NeuroGen: activation optimized image synthesis for discovery neuroscience

Functional MRI (fMRI) is a powerful technique that has allowed us to characterize visual cortex responses to stimuli, yet such experiments are by nature constructed based on a priori hypotheses, limited to the set of images presented to the individual while they are in the scanner, are subject to noise in the observed brain responses, and may vary widely across individuals. In this work, we propose a novel computational strategy, which we call NeuroGen, to overcome these limitations and develop a powerful tool for human vision neuroscience discovery. NeuroGen combines an fMRI-trained neural encoding model of human vision with a deep generative network to synthesize images predicted to achieve a target pattern of macro-scale brain activation. We demonstrate that the reduction of noise that the encoding model provides, coupled with the generative network's ability to produce images of high fidelity, results in a robust discovery architecture for visual neuroscience.

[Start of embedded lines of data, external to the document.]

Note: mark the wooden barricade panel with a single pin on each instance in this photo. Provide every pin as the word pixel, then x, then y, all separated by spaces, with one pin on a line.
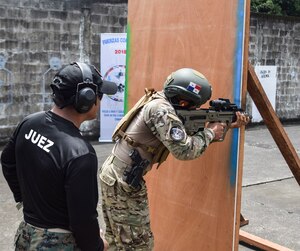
pixel 193 204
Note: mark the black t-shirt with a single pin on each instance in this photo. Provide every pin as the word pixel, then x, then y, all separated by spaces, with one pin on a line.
pixel 53 170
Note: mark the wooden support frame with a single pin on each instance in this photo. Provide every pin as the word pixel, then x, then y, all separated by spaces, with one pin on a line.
pixel 271 120
pixel 261 243
pixel 267 112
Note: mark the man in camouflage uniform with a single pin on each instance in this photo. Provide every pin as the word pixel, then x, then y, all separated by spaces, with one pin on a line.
pixel 154 131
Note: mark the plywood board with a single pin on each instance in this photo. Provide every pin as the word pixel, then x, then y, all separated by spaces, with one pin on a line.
pixel 193 204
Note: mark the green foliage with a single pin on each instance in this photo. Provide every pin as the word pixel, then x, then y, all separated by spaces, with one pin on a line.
pixel 276 7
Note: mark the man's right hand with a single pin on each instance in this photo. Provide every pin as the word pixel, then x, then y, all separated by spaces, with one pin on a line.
pixel 218 128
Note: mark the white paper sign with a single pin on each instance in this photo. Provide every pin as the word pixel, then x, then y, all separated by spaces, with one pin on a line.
pixel 113 60
pixel 267 77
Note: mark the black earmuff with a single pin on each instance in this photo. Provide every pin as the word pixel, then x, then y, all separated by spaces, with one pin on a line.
pixel 86 93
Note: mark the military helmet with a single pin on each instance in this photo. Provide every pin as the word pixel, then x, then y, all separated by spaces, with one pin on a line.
pixel 187 84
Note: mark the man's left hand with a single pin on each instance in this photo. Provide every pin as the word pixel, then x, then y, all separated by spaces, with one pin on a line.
pixel 241 120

By using only a small number of synthetic images created by NeuroGen, we demonstrate that we can detect and amplify differences in regional and individual human brain response patterns to visual stimuli. We then verify that these discoveries are reflected in the several thousand observed image responses measured with fMRI. We further demonstrate that NeuroGen can create synthetic images predicted to achieve regional response patterns not achievable by the best-matching natural images. The NeuroGen framework extends the utility of brain encoding models and opens up a new avenue for exploring, and possibly precisely controlling, the human visual system.